Thank you for that time I slept over your house for the first time in 7th grade… and got my period. Thanks for discretely getting me a pad and making me feel comfortable, even though it was only the first time we really hung out.
Thank you for always letting me be weird as f*ck, and actually encouraging it. To being mermaids in the pool, to acting as weird creatures on the floor, thank you for giving me a laugh and engaging in these weird acts also.
Thank you for that time you tackled me on the ice when we were ice-skating and I had happened to sit in ketchup. For always having my back at the worst times in my life. From a ketchup butt, now to smudged lipstick across my cheek, thank you.
Thank you for putting up with my assh*ole (ex) boyfriend, even when you didn’t like him. Thank you for letting me love him like I did, even though it was tough to stand back and watch my deterioration.
Thank you for letting go of our friendship, but only for a while. Being told I deserved better was just a thing to be heard, not to be shown. And I only saw it to be true when I never saw you. So thank you for not being my friend for some time, and letting me figure out all the bullsh*t that I called my relationship and my life.
Thank you for being there when I was finally free of a toxic relationship and needed help getting back on me feet. For picking up the pieces of my heart and getting me to finally smile and laugh again and showing me that boys are really only temporary, but friends truly are forever.

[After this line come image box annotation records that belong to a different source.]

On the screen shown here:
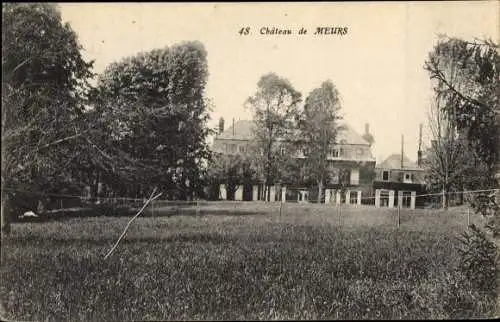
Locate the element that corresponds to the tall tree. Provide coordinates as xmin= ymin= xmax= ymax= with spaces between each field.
xmin=97 ymin=41 xmax=210 ymax=199
xmin=245 ymin=73 xmax=302 ymax=200
xmin=424 ymin=97 xmax=467 ymax=209
xmin=1 ymin=3 xmax=92 ymax=233
xmin=424 ymin=36 xmax=500 ymax=229
xmin=300 ymin=80 xmax=342 ymax=203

Thank you for accepting me as I was, unlike the boy who made me feel unworthy, cold and isolated. Even when I could not even accept myself, you undoubtedly did, for the both of us. Being broken was a hard thing to feel, and you slowly helped me become whole again.
Thank you for not making it awkward, as we became friends again. Thank you for letting me back in and making it feel as though we never stopped talking and being friends. Thank you for letting us pick up our friendship as if nothing had changed, and will ever change again.
Thank you for the mutual unwavering support of being a college student. Man, does it suck. But it sucks a little less with you by my side, or me traveling to be by your side. Thank you for understanding that failing a test wasn’t my fault because the study guide had nothing to do with the actual stuff we were tested on. Thank you for putting up with me on the weekends, especially when my friend grey goose and I got along all to well that one night.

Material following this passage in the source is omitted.